Auf der Grundlage dieser Erkenntnis legten Brandenburgs Wirtschaftsminister Ralf Christoffers, der frühere Arbeitsminister von Mecklenburg-Vorpommern Helmut Holter, und der Berliner Landesvorsitzende der Linkspartei Klaus Lederer Anfang 2013 ein Konzept zur Regional- und Strukturpolitik in Deutschland vor. Im Mittelpunkt des Konzepts steht eine nachhaltige Strukturentwicklung, die nicht die dauerhafte Transferabhängigkeit und Alimentierung „abgehängter Regionen“ vertiefen soll, sondern soziale und ökologische Modernisierung mit demokratischer Modernisierung und ökonomisch selbst tragender Entwicklung verbindet. Durch ihre spezifische Rolle im Osten und die dort gemachten Erfahrungen mit dem Problem regionaler Ungleichheiten hat die Linkspartei dazu durchaus produktive und eigene Zugänge. Das betrifft einerseits differenzierte Vorstellungen für die Wirtschafts-, Finanz-, Bildungs- und Sozialpolitik auf Landes- wie Bundesebene.
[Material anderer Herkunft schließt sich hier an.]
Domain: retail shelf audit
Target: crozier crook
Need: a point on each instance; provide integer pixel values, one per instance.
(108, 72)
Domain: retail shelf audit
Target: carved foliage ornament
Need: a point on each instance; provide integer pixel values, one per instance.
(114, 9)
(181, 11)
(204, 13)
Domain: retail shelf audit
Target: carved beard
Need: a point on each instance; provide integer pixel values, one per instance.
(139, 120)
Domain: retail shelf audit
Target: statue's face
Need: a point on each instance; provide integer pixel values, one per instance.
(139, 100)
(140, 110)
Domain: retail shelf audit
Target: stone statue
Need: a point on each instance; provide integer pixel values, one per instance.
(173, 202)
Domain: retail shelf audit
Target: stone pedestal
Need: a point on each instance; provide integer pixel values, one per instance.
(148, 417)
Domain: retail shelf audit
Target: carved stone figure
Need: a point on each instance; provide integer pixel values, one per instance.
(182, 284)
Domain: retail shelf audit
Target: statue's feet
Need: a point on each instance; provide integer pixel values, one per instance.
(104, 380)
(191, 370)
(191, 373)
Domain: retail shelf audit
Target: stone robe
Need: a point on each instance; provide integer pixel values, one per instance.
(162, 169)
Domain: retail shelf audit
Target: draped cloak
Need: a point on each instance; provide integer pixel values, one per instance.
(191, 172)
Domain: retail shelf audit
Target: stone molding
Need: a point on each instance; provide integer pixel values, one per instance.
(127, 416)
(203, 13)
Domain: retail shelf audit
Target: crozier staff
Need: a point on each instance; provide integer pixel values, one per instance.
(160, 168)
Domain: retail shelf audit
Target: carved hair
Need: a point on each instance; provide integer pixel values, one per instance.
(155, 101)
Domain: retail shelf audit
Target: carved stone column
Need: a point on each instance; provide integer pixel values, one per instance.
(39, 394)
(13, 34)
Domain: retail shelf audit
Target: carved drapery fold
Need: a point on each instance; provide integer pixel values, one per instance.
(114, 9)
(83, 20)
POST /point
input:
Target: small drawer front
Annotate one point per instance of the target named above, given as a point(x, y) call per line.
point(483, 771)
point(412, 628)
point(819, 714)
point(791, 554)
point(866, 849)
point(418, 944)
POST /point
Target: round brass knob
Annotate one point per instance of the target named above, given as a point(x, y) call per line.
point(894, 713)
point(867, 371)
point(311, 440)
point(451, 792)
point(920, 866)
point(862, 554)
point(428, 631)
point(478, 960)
Andererseits hat die Linkspartei aus der Erfahrung gelernt, dass die Probleme prekärer Regionen nicht durch Sonderrechte oder sanktionierte Benachteiligungen zu lösen sind.

Die Herausforderungen sind gesamtdeutsch

Den Vorschlag eines „Solidarpakts III für Krisenregionen in Ost und West“ zur Finanzierung des Konzepts von Christoffers, Holter und Lederer hat immerhin Thüringens christdemokratische Ministerpräsidentin Christine Lieberknecht in ihr Modell eines „Deutschland-Paktes“ aufgenommen – mit freundlicher Rückendeckung von Angela Merkel. Was daraus wird, muss sich vor allem in den Verhandlungen über die Neuordnung des bundesstaatlichen Finanzausgleichs bis 2019 erweisen.

Es bleibt eine gesamtdeutsche Herausforderung, dass weder Menschen noch Regionen dauerhaft abgehängt und aufgegeben werden dürfen. Dazu braucht es Ressourcen und finanzielle Mittel. Doch gerade die Erfahrungen Ostdeutschlands zeigen: Viel Geld allein reicht nicht aus. Nötig ist vor allem eine tatkräftige Politik, die Chancen eröffnet und Perspektiven schafft.